Buddha out of context
Buddhism through 108 objects in Scotland: Object 3 – Amida Buddha Statue in the National Museum of Scotland
This statue in the collection of the National Museum of Scotland is a Japanese depiction of the Amida Buddha.
It was bought in 1902 by the Scottish trader James Douglas Fletcher to decorate his large estate, Rosehaugh, in Avoch (near Inverness). This picture shows that it stood in the garden, until the house was sold in 1954 and the statue was donated to the museum.
The practice of using Buddha statues as garden ornaments or other forms of decoration is very widespread in Europe and North America nowadays. The popularity of the Buddhist aesthetic surged due to the spread of ‘new age’ spirituality since the 1970s, but, as can be seen from Fletcher’s example, this trend goes back much further. This use of the image of Buddha is often seen as disrespectful and problematic, as discussed in the “Supermarket Buddhas” post.
However, in 2013 Prof. Kawai Masamoto of Keio University, Japan, studied the sculpture and mentioned that it does not display the customary casting technique of large-scale Buddhist sculpture. He suggested the sculpture was made in the late 19th century, when Japan was already open for international trade, and that it was probably produced for the export market.

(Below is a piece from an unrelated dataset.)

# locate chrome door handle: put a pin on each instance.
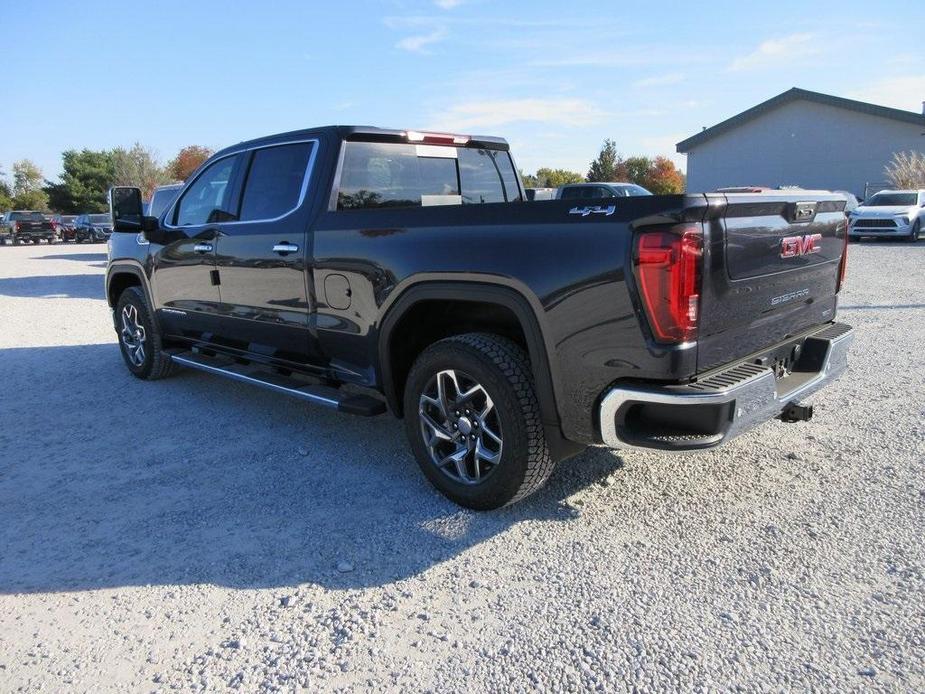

This places the sculpture, and the discussion on cultural appropriation, in a new light. If this statue was specifically produced for export, that illustrates the role the Japanese played themselves in marketing the Buddhist aesthetic to Europe. It shows that cultural appropriation is not always a one-sided action, in which the ‘appropriated’ side helplessly get their culture stolen from them. Even in situations with unequal power relations, it is necessary to consider the agency of the ‘appropriated’ side.